Segundo Paulo, a situação no estágio começou a melhorar com a chegada da docente Maria Betânia Buarque Lins Costa, que foi a supervisora acadêmica de estágio e orientadora do TCC. “Entrou uma professora maravilhosa na minha vida, Betânia Buarque, essa professora foi a diferença fundamental para eu tivesse concluído esse curso”, diz ele emocionado. “Ela foi como uma irmã mais madura que me deu o ombro, o braço, persistiu, me encorajou, me incentivou, me orientou, teve muita paciência com meus erros e minhas dificuldades, sem ela não teria conseguido concluir esse trabalho”, ressalta. 

“Tive duas professoras-orientadoras de campo e de estágio, mas não consegui concluir, não consegui avançar em nada, porque o material não era adaptado”, justifica. “Disse uma vez para a minha orientadora de relatório de conclusão de estágio: Olha, eu não sou burro, sou programador de computador, tenho capacidade cognitiva, não tenho nenhum problema de saúde nesse sentido, então o que está havendo é questão estrutural, falta de estrutura”, relembra. “Não consegui avançar com essas duas coordenadoras de estágio, finalmente, a professora Betânia entrou e fez a diferença. Com ela, consegui concluir o relatório de estágio, um relatório denso de mais de 60 páginas, e consegui concluir o TCC. Ela foi muito paciente, orientou com muita dedicação”, reconhece. 

Suporte e TCC sobre o NAC 

Diante de tantas dificuldades para conseguir acompanhar as aulas e o conteúdo, Paulo lembra de  um constrangimento que passou por não saber pronunciar nem escrever o nome do principal teórico do curso. “Você ouve, mas não está vendo a escrita. Pede para o computador lê, mas é aquela leitura mecânica.
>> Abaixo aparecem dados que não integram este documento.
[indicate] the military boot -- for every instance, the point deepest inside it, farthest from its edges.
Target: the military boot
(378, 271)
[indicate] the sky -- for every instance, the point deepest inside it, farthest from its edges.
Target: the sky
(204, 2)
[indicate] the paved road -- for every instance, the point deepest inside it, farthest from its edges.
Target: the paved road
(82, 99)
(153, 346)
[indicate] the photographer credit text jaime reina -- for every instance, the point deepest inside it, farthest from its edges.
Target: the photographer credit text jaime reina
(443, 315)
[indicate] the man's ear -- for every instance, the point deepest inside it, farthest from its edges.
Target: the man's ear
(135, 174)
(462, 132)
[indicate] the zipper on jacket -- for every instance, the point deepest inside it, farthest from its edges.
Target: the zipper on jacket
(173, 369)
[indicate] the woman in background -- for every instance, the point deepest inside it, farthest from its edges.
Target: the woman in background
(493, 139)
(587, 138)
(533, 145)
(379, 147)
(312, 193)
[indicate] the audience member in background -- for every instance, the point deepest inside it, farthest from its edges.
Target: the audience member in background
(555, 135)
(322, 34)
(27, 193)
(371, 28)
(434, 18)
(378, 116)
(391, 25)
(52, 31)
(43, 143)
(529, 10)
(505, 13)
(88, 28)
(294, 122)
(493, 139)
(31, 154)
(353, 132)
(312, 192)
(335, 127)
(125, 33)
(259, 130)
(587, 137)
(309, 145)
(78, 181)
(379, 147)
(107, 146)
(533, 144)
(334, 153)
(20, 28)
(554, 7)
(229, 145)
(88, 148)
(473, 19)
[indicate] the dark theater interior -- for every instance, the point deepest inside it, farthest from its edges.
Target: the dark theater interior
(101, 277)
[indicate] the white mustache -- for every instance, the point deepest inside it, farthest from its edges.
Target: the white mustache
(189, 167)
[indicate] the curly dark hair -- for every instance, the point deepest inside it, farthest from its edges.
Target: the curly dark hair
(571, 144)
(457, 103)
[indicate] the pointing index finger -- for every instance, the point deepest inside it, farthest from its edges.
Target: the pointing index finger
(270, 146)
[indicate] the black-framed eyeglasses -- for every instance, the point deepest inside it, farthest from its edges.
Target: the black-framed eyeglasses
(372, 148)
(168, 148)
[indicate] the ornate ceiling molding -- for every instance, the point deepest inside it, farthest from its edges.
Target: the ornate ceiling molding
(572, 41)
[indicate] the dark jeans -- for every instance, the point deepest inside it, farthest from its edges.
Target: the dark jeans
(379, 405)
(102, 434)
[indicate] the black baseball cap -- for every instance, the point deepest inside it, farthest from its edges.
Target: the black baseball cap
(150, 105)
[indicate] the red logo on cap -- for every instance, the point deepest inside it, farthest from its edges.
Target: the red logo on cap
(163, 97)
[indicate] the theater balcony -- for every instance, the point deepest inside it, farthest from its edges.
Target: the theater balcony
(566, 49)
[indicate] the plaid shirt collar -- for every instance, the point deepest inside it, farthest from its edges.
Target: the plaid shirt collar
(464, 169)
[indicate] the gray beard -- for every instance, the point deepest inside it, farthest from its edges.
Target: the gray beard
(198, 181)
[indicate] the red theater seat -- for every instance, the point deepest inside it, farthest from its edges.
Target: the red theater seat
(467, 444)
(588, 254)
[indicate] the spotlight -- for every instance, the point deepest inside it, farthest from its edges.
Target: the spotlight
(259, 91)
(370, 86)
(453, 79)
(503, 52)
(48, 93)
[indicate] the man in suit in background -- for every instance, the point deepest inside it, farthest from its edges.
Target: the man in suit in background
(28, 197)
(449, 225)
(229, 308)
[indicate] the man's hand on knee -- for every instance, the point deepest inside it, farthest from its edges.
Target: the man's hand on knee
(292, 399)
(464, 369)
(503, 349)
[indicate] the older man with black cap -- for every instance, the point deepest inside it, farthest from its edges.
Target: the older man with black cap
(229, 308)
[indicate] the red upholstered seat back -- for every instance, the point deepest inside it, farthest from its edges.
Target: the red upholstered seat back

Eu suspeitava de que estava errado”. Essa situação, ele afirma que com “o NAC começou a melhorar”. 

“O NAC se efetivou na Ufal desde 2013, mas, estruturalmente, veio dar uma melhorada a partir de 2016. Então, até 2016, eu vinha lutando com essas dificuldades de conteúdo adaptado. O processo de estudo do deficiente visual tem muita base na escuta do conteúdo”, argumenta. Segundo Paulo, por meio do Núcleo, ele conseguiu “acompanhante que lia as provas, escrevia minhas respostas, fazia uma mediação junto à professora e apoiava também na locomoção”. 

Usuário dos serviços do Núcleo de Acessibilidade e consciente de sua importância, Paulo abordou o tema em seu Trabalho de Conclusão de Curso (TCC). O trabalho, explica, teve o “objetivo de trazer o NAC para a comunidade como um instrumento que viabiliza o processo acadêmico dos alunos”. De acordo com o mais novo assistente social, o espaço “era sempre em um local meio escondido, e no meu TCC defendo que ele seja tipo um cartão-postal da Ufal, pois universidade sem inclusão fica a desejar”. E destaca: “Seria importante que os alunos tivessem um convívio com esse núcleo para começar o processo de assimilação da deficiência a partir da universidade e, consequentemente, termos uma sociedade melhor, mais inclusiva, mais humanizada”.